At #solo13 I'm running a workshop on email: The Dark Art of Dark Social: Email, the antisocial medium which will not die. Yesterday I gave a short presentation about using email with students, but I've been thinking about email for the past year as part of my current interest in Dark Social. As a result, I was interested in a new post on AllThingsD, The Big Email Opportunity.
I don't particularly want to be in the position of being the public apologist for email, but I don't agree with Nick Morris that email is evil - although you could make a case that some of the people who use it are. More charitably, I think most of them are misguided rather than evil, and if high powered academics don't know the difference between Reply and Reply To All, who am I to correct them? What I particularly like about Robert Abbott's post is that it shifts the focus away from users onto the software. He is absolutely right to point out that email systems have not moved on since the 1990's, with the worst offended of all being Microsoft Outlook. (Man, it feels so retro bashing Microsoft).
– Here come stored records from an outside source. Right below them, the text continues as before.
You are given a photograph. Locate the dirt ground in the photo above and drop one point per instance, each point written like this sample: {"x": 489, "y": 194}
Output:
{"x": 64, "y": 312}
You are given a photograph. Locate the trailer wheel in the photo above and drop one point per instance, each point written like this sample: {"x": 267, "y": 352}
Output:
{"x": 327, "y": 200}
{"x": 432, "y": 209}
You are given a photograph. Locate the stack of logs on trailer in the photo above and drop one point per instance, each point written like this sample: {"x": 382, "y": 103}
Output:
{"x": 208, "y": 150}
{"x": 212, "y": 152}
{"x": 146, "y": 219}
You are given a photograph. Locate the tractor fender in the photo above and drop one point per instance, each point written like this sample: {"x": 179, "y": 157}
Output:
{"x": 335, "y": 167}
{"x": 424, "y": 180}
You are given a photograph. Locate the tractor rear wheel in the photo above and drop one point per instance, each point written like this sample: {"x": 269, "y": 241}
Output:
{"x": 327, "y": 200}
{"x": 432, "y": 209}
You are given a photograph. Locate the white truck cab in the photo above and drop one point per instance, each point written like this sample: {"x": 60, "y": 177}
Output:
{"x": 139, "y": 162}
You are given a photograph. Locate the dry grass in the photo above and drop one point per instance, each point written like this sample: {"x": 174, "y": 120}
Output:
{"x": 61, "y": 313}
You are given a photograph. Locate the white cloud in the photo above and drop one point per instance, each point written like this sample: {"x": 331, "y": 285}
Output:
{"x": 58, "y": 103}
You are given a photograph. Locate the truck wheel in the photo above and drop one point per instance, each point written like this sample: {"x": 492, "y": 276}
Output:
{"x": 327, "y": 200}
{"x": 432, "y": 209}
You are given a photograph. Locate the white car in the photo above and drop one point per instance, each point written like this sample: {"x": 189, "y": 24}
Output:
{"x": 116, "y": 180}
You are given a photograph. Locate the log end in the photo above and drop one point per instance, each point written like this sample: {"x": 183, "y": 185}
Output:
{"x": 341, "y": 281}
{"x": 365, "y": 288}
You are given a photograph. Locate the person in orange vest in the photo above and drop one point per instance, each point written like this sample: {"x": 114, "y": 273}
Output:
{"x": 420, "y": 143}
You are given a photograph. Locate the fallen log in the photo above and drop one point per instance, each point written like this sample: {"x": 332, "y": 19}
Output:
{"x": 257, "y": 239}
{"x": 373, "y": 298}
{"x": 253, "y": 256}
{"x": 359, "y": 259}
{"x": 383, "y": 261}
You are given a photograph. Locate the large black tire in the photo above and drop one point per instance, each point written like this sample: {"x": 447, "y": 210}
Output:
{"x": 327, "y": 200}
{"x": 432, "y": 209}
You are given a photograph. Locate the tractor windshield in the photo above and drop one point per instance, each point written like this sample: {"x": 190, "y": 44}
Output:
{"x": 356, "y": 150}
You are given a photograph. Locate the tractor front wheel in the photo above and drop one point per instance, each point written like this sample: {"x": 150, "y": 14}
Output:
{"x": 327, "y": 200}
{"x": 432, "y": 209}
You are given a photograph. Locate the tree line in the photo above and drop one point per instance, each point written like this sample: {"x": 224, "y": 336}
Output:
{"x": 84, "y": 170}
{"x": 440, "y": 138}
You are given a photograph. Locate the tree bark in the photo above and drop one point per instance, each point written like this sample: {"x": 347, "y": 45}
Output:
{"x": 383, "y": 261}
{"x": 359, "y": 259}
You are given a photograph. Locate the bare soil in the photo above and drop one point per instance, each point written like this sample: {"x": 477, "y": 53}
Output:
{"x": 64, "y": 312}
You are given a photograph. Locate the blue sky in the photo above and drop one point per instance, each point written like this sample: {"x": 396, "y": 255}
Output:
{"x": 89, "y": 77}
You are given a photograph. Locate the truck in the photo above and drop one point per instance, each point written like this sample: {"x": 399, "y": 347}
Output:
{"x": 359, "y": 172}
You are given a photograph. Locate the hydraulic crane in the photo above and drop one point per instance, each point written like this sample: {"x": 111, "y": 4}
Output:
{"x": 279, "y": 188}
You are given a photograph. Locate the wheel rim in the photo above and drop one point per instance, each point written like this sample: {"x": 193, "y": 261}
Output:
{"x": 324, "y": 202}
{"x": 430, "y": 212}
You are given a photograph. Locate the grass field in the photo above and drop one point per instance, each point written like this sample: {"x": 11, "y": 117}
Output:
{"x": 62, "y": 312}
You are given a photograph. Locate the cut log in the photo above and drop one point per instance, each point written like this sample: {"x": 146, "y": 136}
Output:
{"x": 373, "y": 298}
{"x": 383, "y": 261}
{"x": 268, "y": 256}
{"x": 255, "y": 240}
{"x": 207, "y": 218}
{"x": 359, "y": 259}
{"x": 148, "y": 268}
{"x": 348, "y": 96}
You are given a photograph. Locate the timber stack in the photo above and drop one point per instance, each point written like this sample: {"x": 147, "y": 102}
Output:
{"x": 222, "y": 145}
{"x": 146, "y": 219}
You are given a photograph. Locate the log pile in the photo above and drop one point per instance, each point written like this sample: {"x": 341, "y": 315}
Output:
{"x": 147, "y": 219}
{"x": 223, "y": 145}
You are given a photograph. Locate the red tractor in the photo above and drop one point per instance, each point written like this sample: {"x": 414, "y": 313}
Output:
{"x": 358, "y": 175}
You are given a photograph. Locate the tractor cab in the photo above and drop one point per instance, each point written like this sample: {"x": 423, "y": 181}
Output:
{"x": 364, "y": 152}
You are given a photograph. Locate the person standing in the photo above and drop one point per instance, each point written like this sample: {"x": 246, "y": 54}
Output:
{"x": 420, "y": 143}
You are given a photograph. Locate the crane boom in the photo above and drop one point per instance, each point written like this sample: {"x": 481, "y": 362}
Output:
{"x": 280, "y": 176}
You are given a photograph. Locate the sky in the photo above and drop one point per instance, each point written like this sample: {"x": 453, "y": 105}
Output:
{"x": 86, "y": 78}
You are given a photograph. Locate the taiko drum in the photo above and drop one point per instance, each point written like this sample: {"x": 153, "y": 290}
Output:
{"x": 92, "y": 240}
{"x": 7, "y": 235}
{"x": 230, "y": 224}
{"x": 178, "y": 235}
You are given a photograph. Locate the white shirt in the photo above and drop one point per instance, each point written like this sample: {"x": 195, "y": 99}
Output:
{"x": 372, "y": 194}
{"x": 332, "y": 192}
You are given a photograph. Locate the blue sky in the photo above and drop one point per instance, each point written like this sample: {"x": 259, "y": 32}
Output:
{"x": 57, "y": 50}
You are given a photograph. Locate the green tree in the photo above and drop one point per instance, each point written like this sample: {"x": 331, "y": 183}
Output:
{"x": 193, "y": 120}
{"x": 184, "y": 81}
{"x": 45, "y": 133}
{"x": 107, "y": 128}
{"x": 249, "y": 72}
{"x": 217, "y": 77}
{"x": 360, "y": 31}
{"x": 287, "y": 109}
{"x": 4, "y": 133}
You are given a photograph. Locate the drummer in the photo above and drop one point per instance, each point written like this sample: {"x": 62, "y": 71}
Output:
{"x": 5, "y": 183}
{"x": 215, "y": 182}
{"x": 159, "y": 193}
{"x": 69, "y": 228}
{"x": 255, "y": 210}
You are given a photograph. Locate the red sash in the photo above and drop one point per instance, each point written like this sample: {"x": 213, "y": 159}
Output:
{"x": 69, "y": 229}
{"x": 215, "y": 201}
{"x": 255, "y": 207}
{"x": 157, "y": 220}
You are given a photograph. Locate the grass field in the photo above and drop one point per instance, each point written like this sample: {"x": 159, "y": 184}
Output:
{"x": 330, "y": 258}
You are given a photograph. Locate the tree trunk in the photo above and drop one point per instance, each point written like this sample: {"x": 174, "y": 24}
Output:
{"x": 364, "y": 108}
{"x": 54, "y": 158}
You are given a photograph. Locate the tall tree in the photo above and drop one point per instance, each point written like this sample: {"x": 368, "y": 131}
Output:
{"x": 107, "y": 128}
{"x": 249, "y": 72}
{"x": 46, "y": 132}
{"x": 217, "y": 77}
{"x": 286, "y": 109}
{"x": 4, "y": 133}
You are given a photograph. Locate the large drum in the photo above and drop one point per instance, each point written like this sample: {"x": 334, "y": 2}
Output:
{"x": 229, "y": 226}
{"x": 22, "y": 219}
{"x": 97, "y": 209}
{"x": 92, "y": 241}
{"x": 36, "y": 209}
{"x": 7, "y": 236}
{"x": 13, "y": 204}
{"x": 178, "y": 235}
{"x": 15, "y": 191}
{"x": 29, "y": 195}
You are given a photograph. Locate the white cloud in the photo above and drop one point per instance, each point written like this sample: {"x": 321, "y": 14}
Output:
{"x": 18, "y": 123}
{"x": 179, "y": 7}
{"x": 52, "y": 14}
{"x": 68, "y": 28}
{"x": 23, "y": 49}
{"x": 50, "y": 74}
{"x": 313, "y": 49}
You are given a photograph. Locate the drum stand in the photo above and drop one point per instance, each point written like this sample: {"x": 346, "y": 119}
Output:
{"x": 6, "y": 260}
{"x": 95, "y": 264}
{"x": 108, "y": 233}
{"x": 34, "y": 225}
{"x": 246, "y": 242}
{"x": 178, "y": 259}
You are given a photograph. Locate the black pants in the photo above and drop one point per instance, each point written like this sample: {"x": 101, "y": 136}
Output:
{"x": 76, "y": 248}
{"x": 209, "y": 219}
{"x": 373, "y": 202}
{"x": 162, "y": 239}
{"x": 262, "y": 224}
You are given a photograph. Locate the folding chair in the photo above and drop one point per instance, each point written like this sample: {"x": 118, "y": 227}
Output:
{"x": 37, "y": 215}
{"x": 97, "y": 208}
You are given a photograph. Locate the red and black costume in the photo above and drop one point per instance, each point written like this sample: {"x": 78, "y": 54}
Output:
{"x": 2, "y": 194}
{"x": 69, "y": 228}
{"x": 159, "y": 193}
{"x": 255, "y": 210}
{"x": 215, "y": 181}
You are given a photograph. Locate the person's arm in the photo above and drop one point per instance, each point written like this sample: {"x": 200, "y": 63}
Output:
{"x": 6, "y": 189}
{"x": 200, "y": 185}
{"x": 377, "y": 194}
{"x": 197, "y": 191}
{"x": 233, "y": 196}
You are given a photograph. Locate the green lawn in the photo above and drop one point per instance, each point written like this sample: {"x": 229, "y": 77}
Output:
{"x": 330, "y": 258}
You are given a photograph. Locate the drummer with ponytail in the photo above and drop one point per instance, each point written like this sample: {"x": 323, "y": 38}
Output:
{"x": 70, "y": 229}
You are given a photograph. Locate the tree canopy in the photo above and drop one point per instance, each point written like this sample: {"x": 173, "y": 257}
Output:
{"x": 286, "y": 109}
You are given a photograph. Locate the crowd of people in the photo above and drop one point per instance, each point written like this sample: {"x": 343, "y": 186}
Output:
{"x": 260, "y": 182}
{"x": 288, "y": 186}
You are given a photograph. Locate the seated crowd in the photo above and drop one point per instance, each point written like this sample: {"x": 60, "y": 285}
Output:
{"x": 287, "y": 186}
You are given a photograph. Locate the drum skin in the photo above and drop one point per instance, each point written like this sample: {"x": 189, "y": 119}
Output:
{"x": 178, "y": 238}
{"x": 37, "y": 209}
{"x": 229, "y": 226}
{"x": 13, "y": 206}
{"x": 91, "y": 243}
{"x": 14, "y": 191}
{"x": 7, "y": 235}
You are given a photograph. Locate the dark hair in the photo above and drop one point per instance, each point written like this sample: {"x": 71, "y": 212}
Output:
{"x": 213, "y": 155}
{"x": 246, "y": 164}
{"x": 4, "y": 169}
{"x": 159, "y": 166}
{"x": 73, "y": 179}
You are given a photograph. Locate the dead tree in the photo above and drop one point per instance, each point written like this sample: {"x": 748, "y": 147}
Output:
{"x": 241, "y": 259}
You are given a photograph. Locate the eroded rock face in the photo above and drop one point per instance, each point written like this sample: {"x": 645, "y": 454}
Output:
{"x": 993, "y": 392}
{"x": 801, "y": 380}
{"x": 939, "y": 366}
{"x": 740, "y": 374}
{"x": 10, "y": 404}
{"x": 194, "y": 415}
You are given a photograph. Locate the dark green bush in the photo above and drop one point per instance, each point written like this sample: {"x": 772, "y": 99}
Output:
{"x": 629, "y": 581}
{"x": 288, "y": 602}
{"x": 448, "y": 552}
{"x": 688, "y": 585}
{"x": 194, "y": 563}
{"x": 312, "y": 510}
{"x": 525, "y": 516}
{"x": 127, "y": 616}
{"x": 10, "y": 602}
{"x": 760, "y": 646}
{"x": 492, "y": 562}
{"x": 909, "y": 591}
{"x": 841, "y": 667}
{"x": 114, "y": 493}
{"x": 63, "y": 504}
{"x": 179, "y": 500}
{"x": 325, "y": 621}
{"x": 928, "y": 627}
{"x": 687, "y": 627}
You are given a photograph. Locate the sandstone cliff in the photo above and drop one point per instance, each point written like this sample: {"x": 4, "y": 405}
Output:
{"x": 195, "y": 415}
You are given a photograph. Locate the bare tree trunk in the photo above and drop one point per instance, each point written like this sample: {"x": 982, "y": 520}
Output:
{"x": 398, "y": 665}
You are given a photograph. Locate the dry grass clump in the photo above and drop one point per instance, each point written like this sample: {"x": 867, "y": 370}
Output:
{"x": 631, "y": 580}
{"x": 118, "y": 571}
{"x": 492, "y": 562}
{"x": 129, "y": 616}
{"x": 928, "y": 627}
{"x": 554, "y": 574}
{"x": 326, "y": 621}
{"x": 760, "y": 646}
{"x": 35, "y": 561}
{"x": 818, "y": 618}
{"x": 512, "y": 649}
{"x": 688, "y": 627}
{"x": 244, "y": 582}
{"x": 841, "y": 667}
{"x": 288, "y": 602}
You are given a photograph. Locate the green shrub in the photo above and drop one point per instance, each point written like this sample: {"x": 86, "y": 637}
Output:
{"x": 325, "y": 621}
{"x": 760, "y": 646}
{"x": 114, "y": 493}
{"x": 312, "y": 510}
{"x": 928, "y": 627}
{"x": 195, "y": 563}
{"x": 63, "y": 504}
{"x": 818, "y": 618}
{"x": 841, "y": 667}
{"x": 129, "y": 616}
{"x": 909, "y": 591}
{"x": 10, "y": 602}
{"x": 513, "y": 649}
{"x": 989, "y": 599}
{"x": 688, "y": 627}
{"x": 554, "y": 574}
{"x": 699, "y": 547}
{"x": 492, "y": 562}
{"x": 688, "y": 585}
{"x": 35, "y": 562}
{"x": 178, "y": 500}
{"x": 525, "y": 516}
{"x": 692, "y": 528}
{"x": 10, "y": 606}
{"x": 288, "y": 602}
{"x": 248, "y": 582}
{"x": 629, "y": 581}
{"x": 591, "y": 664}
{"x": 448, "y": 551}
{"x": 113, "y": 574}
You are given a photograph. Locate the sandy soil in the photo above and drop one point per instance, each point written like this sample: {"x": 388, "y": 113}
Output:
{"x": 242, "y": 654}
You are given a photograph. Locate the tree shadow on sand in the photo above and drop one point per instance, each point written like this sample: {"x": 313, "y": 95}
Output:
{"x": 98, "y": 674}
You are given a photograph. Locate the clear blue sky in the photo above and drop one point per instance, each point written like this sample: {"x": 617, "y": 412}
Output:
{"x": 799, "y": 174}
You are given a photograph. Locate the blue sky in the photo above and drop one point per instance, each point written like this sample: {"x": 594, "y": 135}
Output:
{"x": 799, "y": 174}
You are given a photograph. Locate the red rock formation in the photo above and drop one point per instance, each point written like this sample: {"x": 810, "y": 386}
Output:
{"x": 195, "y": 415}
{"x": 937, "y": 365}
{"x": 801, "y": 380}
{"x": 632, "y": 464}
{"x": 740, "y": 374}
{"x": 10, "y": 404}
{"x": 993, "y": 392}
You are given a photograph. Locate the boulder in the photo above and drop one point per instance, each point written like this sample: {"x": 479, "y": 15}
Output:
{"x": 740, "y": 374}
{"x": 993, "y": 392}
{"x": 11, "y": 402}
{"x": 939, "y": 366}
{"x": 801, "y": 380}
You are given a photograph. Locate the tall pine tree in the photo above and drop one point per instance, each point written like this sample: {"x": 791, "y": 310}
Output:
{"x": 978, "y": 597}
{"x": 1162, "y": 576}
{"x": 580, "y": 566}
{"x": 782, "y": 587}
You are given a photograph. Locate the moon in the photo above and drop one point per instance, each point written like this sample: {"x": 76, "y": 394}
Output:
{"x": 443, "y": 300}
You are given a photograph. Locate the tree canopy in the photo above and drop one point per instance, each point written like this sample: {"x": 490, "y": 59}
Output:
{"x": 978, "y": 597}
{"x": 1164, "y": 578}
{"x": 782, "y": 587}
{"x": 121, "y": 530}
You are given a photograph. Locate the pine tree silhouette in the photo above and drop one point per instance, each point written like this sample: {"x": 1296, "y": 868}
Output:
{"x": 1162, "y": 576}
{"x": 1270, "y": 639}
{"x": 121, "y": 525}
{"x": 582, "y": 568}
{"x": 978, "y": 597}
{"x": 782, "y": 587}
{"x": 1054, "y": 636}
A little dab of A.I. and almost all of what people feel to be the "problems" of email go away. Short of that, decent software that reminds the user to include a subject line (helpfully suggesting a suitable offering from the context of the thread) and automatically attaches the correct attachment for them would be an improvement. (Yeah, remember the 90s? That's how it was kids.) Email has to change, and the sooner the better. Long Live Email! It ain't going away, so let's get it right.